According to TrendForce, global top‑10 foundry revenue hit a record $47.95 billion in Q1 2026 , up 3.7% QoQ, driven by AI/HPC demand and early stocking for TVs and PCs, which offset smartphone seasonality.

TSMC led with ~$35.86B (+6.3% QoQ), taking 72% market share , fueled by AI server GPUs, xPUs, and server CPUs.
Samsung ranked second, down 5.8% to ~$3.2B (6.5% share) due to weak smartphone sales, though TV/PC orders provided some support.
SMIC held third at $2.51B (+0.6%, 5.1% share), benefiting from 8‑inch price hikes and pre‑stocking.

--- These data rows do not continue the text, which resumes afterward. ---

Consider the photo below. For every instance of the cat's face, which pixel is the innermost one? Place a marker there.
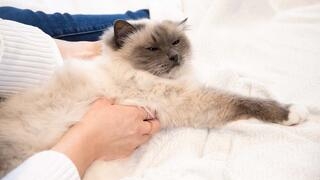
(158, 48)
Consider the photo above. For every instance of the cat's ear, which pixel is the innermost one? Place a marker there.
(122, 29)
(183, 24)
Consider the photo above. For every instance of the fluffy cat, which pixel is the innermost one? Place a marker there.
(141, 65)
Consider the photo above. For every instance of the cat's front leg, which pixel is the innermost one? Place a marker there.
(208, 107)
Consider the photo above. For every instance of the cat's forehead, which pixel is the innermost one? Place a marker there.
(157, 32)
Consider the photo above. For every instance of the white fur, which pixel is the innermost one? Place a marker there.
(297, 114)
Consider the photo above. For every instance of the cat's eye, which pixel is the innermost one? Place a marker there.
(152, 48)
(176, 42)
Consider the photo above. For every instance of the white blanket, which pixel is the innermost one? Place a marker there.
(268, 48)
(244, 46)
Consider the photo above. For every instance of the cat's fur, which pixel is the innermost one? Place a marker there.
(141, 67)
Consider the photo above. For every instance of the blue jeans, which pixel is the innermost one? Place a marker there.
(69, 27)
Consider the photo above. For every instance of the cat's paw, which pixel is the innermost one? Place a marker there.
(297, 115)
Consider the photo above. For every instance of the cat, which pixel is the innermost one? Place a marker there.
(142, 64)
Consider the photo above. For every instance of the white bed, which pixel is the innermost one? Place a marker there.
(254, 47)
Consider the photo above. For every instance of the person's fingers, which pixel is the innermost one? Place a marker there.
(145, 127)
(146, 113)
(143, 139)
(149, 127)
(155, 126)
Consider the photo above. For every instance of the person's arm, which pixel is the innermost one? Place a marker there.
(106, 132)
(28, 57)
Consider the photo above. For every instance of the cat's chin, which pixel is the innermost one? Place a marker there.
(172, 74)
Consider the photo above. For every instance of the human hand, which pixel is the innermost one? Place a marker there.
(107, 132)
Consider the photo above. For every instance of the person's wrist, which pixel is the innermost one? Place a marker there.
(79, 147)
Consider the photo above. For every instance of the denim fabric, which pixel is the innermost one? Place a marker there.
(69, 27)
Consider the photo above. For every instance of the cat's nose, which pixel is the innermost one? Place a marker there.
(174, 58)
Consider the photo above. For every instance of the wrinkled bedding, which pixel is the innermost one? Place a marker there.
(265, 48)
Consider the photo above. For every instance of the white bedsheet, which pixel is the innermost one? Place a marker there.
(254, 47)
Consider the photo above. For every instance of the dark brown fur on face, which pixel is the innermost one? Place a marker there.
(162, 47)
(157, 48)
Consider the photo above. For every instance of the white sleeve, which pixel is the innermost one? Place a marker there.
(28, 57)
(48, 165)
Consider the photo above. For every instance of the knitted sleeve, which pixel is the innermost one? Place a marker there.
(28, 57)
(48, 165)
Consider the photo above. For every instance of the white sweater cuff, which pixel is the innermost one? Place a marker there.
(48, 165)
(28, 57)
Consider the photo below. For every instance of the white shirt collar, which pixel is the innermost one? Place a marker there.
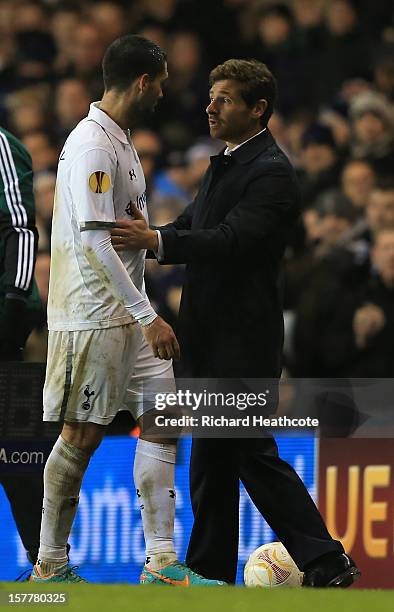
(229, 151)
(107, 123)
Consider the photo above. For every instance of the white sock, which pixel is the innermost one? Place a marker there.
(154, 467)
(63, 475)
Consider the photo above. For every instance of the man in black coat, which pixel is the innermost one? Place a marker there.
(232, 238)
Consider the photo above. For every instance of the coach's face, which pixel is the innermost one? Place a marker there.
(230, 118)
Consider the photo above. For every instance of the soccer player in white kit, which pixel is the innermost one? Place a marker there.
(105, 339)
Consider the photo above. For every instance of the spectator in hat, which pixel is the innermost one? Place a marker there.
(319, 163)
(373, 131)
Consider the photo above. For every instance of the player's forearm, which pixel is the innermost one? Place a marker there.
(109, 268)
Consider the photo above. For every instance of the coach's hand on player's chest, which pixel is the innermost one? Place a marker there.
(135, 234)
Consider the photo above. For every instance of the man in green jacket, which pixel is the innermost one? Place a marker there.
(19, 302)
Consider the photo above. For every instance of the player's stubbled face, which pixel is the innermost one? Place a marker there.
(154, 92)
(229, 117)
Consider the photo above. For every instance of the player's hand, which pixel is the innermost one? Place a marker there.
(160, 336)
(134, 235)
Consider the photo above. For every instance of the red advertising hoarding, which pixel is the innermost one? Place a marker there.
(356, 498)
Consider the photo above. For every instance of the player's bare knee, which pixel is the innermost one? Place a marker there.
(151, 433)
(85, 436)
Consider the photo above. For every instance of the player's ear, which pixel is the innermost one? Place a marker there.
(259, 108)
(143, 82)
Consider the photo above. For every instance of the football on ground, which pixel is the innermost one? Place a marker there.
(270, 566)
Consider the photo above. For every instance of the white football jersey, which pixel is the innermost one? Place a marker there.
(99, 177)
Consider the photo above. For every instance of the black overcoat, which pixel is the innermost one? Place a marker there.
(232, 238)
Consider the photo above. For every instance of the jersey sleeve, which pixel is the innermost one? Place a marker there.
(91, 181)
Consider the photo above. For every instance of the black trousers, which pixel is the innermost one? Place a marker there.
(216, 467)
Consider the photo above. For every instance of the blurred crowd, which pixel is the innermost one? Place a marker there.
(334, 62)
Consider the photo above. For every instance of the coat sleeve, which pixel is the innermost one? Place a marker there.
(269, 200)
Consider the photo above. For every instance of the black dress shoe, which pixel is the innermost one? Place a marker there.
(337, 570)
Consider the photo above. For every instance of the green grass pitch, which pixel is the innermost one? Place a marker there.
(119, 598)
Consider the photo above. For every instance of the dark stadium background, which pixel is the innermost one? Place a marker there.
(334, 118)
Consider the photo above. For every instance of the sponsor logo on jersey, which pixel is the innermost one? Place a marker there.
(87, 393)
(99, 182)
(140, 203)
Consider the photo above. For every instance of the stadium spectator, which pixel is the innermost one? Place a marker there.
(373, 131)
(319, 164)
(346, 49)
(357, 181)
(111, 18)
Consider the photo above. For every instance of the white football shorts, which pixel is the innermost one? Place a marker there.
(92, 374)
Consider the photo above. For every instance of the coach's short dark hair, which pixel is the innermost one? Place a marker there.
(128, 57)
(256, 82)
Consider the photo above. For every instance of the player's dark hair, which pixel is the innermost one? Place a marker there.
(256, 82)
(127, 58)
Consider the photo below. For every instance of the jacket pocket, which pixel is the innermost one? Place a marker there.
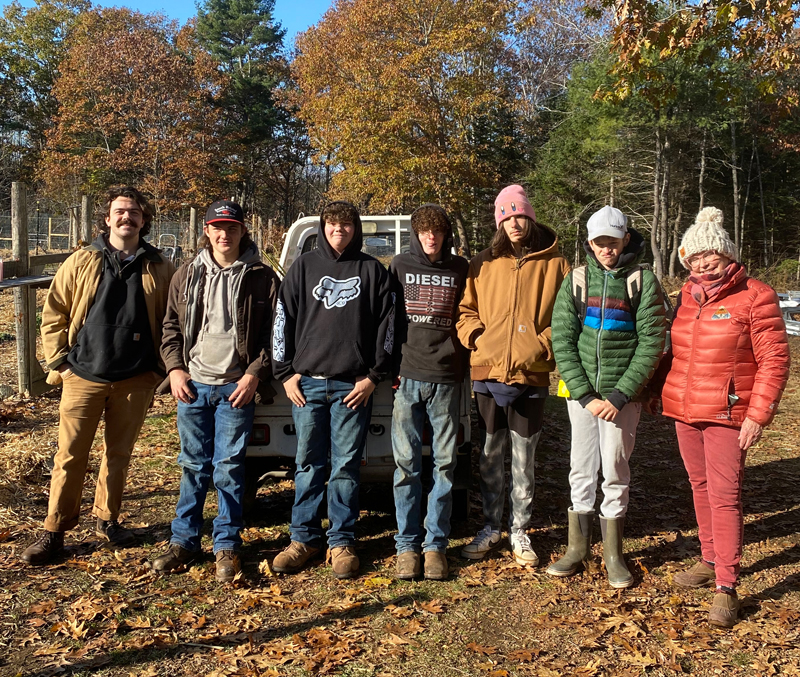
(324, 357)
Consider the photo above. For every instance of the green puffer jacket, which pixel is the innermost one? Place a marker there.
(627, 351)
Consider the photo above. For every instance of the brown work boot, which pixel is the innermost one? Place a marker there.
(436, 566)
(409, 565)
(116, 535)
(724, 610)
(175, 557)
(344, 561)
(228, 565)
(293, 558)
(698, 576)
(49, 546)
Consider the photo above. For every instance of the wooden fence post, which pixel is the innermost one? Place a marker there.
(192, 243)
(86, 219)
(24, 297)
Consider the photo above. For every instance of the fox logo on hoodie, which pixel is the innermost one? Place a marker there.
(336, 293)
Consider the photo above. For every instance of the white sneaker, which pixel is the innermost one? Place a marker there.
(486, 540)
(521, 547)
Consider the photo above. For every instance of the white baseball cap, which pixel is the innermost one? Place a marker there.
(607, 221)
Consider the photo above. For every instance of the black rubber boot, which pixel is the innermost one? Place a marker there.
(579, 544)
(618, 574)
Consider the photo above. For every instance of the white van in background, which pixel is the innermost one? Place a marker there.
(273, 444)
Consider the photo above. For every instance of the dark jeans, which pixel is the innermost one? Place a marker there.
(325, 424)
(214, 435)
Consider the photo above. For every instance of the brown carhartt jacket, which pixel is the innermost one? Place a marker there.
(505, 313)
(72, 294)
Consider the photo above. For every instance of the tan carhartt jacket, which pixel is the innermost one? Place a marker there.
(505, 313)
(72, 293)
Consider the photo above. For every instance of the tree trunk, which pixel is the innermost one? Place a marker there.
(736, 189)
(767, 245)
(701, 180)
(676, 235)
(663, 239)
(462, 234)
(657, 263)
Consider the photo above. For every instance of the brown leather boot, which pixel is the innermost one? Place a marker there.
(436, 568)
(344, 561)
(724, 611)
(228, 565)
(294, 558)
(49, 546)
(409, 565)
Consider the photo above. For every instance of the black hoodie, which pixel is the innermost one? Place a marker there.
(426, 320)
(115, 342)
(335, 315)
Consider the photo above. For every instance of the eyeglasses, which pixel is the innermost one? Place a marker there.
(706, 257)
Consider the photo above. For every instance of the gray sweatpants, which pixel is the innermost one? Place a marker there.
(596, 442)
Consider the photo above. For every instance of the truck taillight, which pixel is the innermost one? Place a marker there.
(260, 434)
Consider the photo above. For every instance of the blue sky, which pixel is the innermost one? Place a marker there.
(295, 15)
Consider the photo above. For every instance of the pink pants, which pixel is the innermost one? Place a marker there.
(715, 464)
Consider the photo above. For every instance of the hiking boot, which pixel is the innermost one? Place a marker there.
(436, 568)
(228, 565)
(175, 557)
(521, 547)
(725, 610)
(344, 561)
(486, 540)
(618, 574)
(408, 566)
(49, 546)
(114, 533)
(698, 576)
(579, 544)
(294, 558)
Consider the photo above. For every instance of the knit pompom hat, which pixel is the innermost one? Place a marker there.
(707, 234)
(512, 201)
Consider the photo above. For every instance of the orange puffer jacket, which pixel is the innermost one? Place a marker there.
(734, 346)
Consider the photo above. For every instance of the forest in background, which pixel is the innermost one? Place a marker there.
(658, 108)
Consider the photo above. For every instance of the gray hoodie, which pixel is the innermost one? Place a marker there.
(213, 359)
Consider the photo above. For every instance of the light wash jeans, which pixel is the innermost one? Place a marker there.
(413, 400)
(325, 424)
(597, 443)
(214, 438)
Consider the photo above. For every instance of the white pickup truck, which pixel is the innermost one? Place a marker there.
(273, 444)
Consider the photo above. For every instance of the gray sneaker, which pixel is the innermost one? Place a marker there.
(486, 541)
(521, 547)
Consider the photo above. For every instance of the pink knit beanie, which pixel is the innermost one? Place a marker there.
(512, 201)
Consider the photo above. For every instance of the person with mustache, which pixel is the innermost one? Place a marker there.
(101, 332)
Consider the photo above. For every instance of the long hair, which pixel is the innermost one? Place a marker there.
(132, 194)
(501, 244)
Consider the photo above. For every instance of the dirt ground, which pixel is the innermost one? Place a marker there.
(100, 612)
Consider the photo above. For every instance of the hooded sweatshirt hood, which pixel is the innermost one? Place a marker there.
(214, 358)
(353, 248)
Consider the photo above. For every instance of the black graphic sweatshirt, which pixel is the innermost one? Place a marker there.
(335, 315)
(426, 318)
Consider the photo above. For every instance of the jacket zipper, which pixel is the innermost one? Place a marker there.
(513, 315)
(602, 323)
(691, 352)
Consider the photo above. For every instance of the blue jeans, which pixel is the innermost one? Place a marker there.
(412, 401)
(325, 424)
(214, 435)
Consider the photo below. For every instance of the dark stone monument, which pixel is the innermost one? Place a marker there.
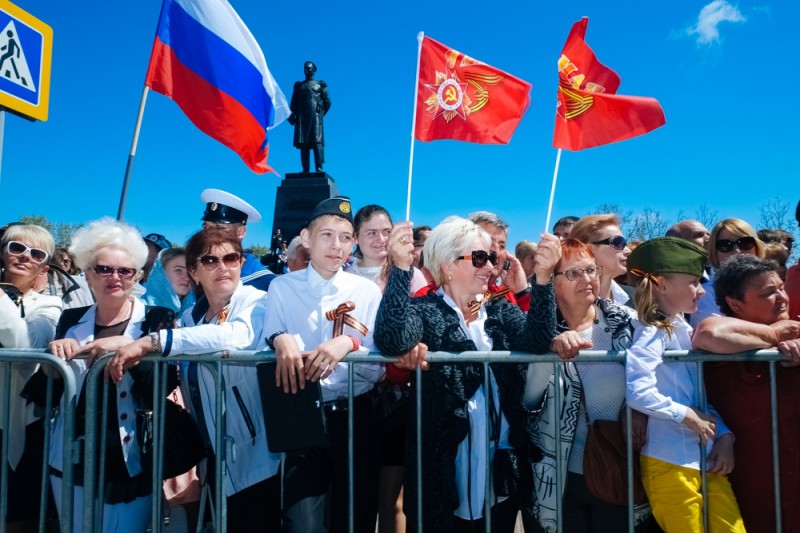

HuaHong Group was sixth with $1.23B (+1.2%, 2.5% share).

Nexchip (Hefei) rose to #8 globally – its best ever – with $400M (+3.2% QoQ), driven by TV and PC chip orders.
TrendForce expects Q2 revenue to grow further as stocking continues, smartphones enter new‑model builds, and some foundries signal H2 price hikes.
ICgoodFind: Foundries see broad strength – AI/HPC and consumer stocking lift all boats; Nexchip’s rise to #8 highlights China’s growing role.